Gregory’s now famous words summarize what the Spirit had revealed in Hebrews 2. Scripture teaches that Jesus was made a little lower than the angels or made human (Hebrews 2:9). Although God is impassible (he cannot suffer), Jesus suffered (Hebrews 2:10). Jesus, as human, was able to identify with people (Hebrews 2:11-13). Jesus shared in flesh and blood to redeem those who were of flesh and blood (Hebrews 2:14-15).

Then finally, the Spirit taught that “in all things He had to be made like His brothers so that He might become a merciful and faithful high priest in things pertaining to God, to make propitiation for the sins of the people.For since He Himself was tempted in that which He has suffered, He is able to come to the aid of those who are tempted” (Hebrews 2:17-18). These final two verses highlight the heresy of Apollinarianism. First, Jesus was “made like his brothers” “in all things.” “In all things” includes the intellect/mind/will. That Jesus had a human mind/will/intellect is further proven in that “He Himself was tempted.” James taught the perfections of God meant that “he cannot be tempted with evil.” Jesus, though, was tempted. How were the temptations of Jesus possible if the Logos supplied the human intellect? In order for Jesus to be tempted, he had to have a human mind as well as a divine mind.

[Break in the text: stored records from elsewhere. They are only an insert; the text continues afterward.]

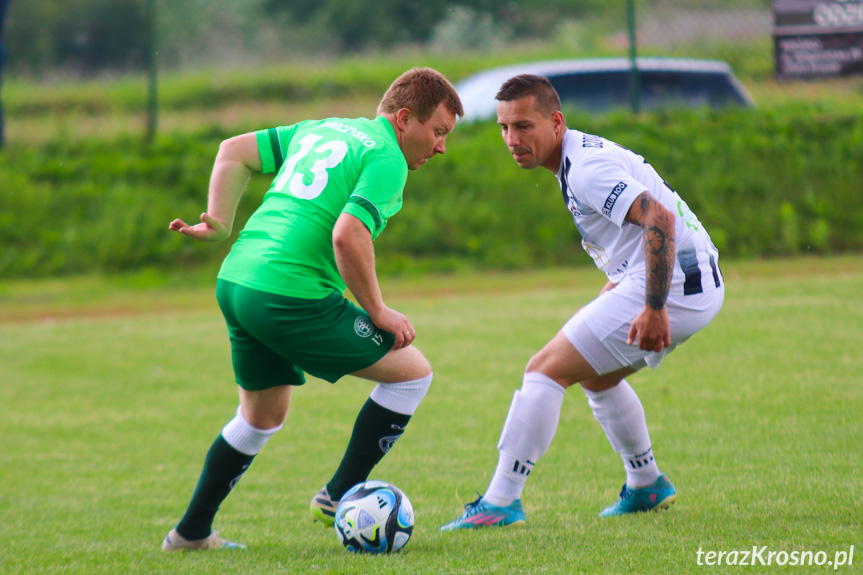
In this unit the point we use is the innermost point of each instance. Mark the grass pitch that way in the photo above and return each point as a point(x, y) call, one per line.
point(111, 394)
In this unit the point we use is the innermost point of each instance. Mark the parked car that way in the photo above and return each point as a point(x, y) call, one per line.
point(603, 83)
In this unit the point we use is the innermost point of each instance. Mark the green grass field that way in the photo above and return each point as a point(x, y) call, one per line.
point(112, 392)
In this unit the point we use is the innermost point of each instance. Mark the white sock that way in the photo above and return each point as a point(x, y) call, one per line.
point(240, 435)
point(530, 426)
point(621, 415)
point(404, 397)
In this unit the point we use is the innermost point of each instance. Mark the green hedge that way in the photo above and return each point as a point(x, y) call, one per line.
point(763, 183)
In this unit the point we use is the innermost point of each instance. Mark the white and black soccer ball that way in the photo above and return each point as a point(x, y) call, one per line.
point(374, 517)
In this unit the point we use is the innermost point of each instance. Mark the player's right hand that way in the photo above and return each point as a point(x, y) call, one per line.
point(397, 324)
point(209, 230)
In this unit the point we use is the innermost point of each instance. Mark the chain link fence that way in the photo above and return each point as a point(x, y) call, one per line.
point(744, 34)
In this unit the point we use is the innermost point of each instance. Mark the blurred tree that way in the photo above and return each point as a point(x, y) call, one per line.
point(4, 4)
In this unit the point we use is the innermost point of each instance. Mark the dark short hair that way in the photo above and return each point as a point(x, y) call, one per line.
point(524, 85)
point(421, 90)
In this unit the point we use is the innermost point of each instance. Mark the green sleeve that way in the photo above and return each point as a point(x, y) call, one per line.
point(272, 145)
point(377, 195)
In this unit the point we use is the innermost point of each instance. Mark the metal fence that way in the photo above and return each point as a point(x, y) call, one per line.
point(784, 51)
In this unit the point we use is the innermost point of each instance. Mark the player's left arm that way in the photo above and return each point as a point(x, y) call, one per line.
point(237, 159)
point(651, 327)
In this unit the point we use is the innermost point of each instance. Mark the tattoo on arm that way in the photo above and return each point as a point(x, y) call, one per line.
point(659, 248)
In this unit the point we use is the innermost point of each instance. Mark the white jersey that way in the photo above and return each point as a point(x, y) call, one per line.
point(600, 180)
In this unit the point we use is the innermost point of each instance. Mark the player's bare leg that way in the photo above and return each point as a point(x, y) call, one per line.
point(260, 415)
point(404, 377)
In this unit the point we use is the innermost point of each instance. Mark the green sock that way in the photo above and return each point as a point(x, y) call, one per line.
point(375, 431)
point(223, 467)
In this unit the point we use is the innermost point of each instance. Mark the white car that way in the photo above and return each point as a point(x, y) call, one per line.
point(603, 83)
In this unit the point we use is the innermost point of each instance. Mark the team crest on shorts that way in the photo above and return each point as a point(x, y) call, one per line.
point(363, 326)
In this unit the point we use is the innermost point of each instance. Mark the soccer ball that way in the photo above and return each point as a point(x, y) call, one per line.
point(374, 517)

The safe path then is to maintain the Chrisological orthodoxy described at Chalcedon. In the incarnation Jesus is “to be acknowledged in two natures, inconfusedly, unchangeably, indivisibly, inseparably ( ἀσυγχύτως, ἀτρέπτως, ἀδιαιρέτως, ἀχωρίστως ); the distinction of natures being by no means taken away by the union, but rather the property of each nature being preserved, and concurring in one Person and one Subsistence, not parted or divided into two persons, but one and the same Son, and only begotten, God the Word, the Lord Jesus Christ.” Since the incarnation Jesus remained one person but began, at the incarnation, to subsist in two natures (the divine and human).